Thursday, August 8, 2013

Japanese Tenmasen Under Construction

Model of a Japanese tenmasen workboat. All images courtesy Douglas Brooks (click any image to enlarge.)
The Japanese tenmasen is, according to Douglas Brooks, "a typical small cargo boat from the Inland Sea region." Brooks, an American boatbuilder who specializes in researching and reproducing Japanese traditional small craft, is now building a tenmasen as part of the the 2013 Setouchi Festivale, an arts and crafts event in the town of Setouchi, on the shores of the Inland Sea. (We've written previously about Brooks, including his sabani [a hewn-plank canoe-like boat] and taraibune [a "tub boat"] projects.) 
Lines of a tenmasin.
To describe the drawing and the boat itself, I'll quote an email communication from Brooks:
The lines drawings are from the Seto Nai Kai Museum and date from the 1950's or so. The boat was built in Ushimado, a community now called Setouchi. Very typical Japanese small boat style, with the aft end of the plank keel uplifted, and two planks per side. One interesting feature is the two piece transom which is not in one plane but joined at an angle. In the drawing you can see the two stations used by the builder, another common element of boatbuilders here, who used far less reference points than their western counterparts. 
 Overall length is about twenty feet. 
This boat would have been propelled off the stern by a ro, or Japanese sculling oar, similar to the Chinese yuloh.  

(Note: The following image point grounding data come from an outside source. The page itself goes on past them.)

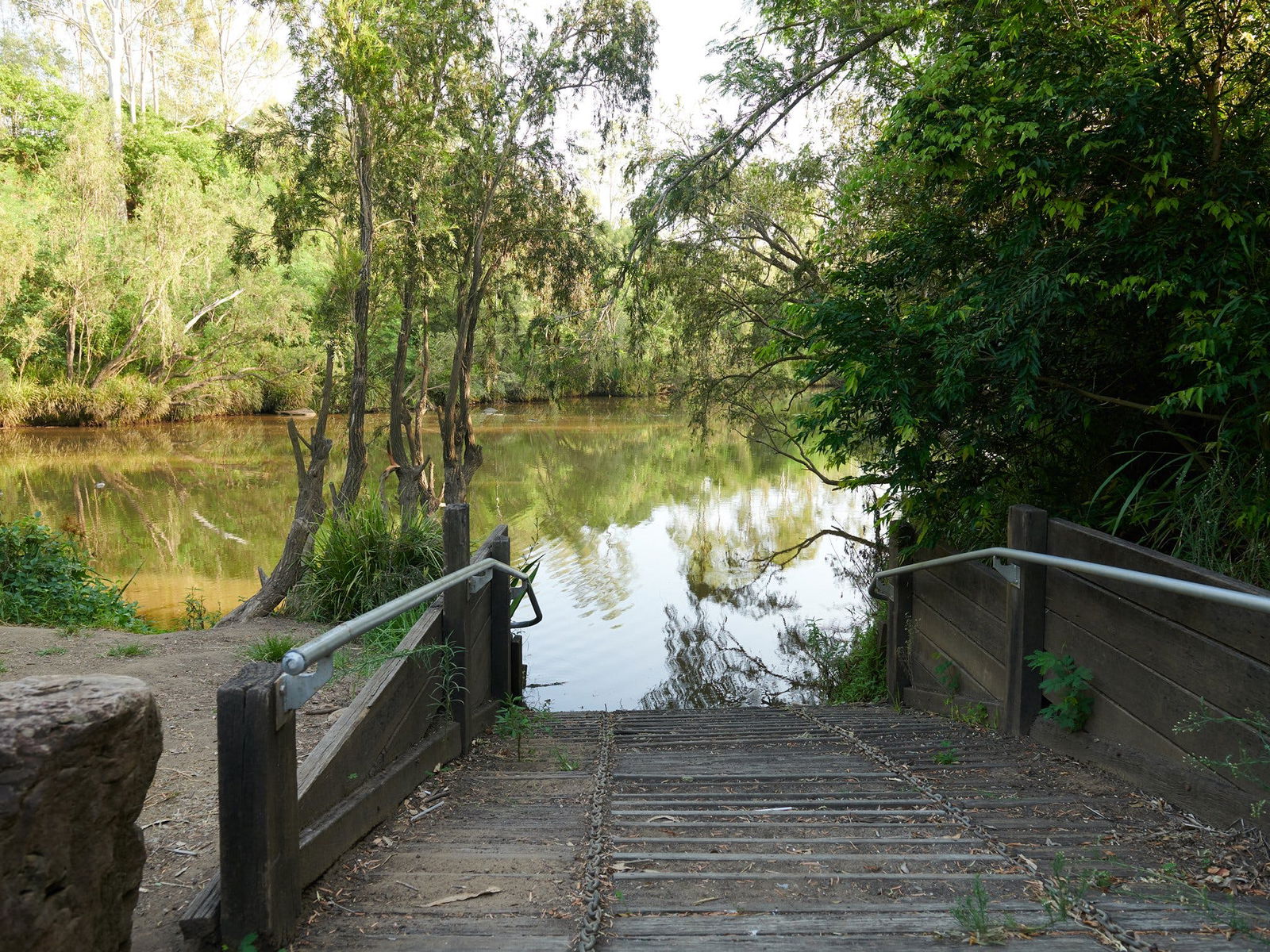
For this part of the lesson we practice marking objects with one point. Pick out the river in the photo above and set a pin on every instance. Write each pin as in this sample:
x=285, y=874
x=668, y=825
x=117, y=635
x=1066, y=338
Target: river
x=648, y=536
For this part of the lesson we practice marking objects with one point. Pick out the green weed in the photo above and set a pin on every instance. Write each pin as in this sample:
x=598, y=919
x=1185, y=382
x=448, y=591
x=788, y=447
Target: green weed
x=365, y=558
x=1253, y=766
x=46, y=579
x=1071, y=682
x=271, y=647
x=849, y=670
x=973, y=916
x=198, y=616
x=564, y=762
x=133, y=649
x=514, y=721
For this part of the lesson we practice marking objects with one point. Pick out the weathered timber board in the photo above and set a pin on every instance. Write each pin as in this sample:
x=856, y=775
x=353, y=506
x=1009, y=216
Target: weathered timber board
x=1240, y=628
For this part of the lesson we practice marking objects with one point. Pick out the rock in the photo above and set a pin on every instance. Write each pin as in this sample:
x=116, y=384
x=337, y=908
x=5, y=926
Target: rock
x=76, y=757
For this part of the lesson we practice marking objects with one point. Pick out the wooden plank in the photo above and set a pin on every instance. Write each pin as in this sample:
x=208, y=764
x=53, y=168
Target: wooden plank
x=1199, y=664
x=501, y=620
x=398, y=706
x=328, y=837
x=457, y=543
x=1026, y=622
x=1153, y=704
x=977, y=582
x=899, y=612
x=258, y=819
x=975, y=621
x=201, y=922
x=1240, y=628
x=479, y=607
x=984, y=672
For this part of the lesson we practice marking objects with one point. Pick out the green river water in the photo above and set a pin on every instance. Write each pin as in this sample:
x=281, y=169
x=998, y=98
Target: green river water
x=647, y=535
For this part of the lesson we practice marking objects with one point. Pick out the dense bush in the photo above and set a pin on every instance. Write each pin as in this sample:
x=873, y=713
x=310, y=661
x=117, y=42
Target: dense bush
x=44, y=579
x=364, y=559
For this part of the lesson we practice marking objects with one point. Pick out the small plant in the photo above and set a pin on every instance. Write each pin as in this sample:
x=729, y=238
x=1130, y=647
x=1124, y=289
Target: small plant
x=981, y=927
x=514, y=721
x=948, y=754
x=975, y=714
x=848, y=670
x=1251, y=766
x=948, y=677
x=271, y=647
x=198, y=616
x=1071, y=682
x=564, y=763
x=133, y=649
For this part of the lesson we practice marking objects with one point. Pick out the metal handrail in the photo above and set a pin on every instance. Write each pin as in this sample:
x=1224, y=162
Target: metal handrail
x=298, y=687
x=1213, y=593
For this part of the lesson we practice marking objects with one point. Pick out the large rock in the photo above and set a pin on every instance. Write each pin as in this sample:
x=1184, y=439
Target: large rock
x=76, y=757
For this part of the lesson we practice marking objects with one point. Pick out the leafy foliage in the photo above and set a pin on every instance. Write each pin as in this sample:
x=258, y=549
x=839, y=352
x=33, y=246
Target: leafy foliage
x=1045, y=273
x=1071, y=682
x=46, y=579
x=365, y=558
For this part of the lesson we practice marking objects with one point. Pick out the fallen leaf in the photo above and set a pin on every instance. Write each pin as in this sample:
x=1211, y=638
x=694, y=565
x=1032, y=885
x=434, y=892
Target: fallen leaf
x=461, y=896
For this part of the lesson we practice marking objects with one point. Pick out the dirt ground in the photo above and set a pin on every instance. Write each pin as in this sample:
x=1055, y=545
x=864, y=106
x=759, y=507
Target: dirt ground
x=184, y=670
x=179, y=820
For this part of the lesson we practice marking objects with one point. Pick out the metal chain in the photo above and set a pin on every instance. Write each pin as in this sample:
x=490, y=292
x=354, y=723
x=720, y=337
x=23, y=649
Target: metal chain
x=598, y=846
x=1080, y=909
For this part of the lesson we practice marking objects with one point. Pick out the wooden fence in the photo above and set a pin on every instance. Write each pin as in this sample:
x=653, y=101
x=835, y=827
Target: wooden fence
x=958, y=638
x=281, y=828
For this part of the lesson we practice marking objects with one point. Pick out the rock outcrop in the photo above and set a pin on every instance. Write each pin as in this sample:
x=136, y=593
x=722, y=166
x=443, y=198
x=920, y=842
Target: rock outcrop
x=76, y=757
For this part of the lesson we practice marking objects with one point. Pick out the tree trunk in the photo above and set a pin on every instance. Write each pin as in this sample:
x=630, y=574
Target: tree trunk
x=310, y=508
x=356, y=467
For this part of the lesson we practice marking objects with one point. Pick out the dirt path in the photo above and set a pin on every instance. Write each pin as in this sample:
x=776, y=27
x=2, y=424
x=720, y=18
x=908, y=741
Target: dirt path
x=184, y=670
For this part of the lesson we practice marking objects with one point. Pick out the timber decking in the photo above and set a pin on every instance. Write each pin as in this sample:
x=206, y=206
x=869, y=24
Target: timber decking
x=749, y=828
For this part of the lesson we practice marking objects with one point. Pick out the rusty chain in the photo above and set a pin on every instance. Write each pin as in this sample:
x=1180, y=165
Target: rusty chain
x=595, y=884
x=1080, y=909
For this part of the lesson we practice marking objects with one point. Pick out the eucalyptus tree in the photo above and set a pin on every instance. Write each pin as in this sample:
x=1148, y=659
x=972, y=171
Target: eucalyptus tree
x=511, y=203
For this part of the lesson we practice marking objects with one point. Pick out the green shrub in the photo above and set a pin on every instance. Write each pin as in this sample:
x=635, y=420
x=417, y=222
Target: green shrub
x=271, y=647
x=46, y=579
x=850, y=670
x=16, y=403
x=364, y=559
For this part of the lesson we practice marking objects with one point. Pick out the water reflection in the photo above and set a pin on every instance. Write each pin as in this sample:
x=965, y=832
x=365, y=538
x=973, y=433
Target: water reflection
x=652, y=541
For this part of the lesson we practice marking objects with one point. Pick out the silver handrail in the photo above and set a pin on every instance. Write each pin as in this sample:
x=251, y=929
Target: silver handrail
x=1213, y=593
x=298, y=687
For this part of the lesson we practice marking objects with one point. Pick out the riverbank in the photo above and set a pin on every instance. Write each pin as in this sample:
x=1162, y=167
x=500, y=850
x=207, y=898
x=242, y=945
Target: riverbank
x=131, y=400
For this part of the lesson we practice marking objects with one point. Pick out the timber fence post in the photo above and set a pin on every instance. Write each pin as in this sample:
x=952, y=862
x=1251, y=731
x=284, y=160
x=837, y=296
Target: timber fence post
x=457, y=545
x=1026, y=621
x=899, y=612
x=258, y=810
x=501, y=621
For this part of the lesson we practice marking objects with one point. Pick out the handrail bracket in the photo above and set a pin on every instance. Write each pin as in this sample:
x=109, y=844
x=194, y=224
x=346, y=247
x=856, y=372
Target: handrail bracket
x=1007, y=570
x=295, y=689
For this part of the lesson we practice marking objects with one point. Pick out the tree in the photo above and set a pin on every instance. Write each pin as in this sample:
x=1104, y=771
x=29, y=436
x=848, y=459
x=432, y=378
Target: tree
x=1060, y=296
x=508, y=197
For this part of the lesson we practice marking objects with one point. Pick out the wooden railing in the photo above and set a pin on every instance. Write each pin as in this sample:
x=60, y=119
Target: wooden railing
x=958, y=638
x=281, y=828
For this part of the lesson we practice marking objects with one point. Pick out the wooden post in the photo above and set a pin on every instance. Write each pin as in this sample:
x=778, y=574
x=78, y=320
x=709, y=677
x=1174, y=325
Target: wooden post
x=899, y=616
x=260, y=820
x=518, y=666
x=501, y=621
x=1026, y=621
x=457, y=543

Another interesting feature of the transom that Brooks did not mention is that it is recessed far forward of the aft ends of the planks.
Brooks at work on the Setouchi tenmasen.
Brooks is maintaining a detailed blog of the project. Here is the most recent post, but to read it in chronological order, go to the first post and then click "newer post" over and over. There's also a blog primarily for Japanese readers.

Visit Douglas Brooks' website. It's also the source to purchase his book, The Tub Boats of Sado Island, which is not available on Amazon.

1 comment:

  1. Very interesting to think about how the design of this wooden boat must have evolved as a function of the planned usage, water and weather conditions, materials and tools available. Nice photos and building log by Brooks, too.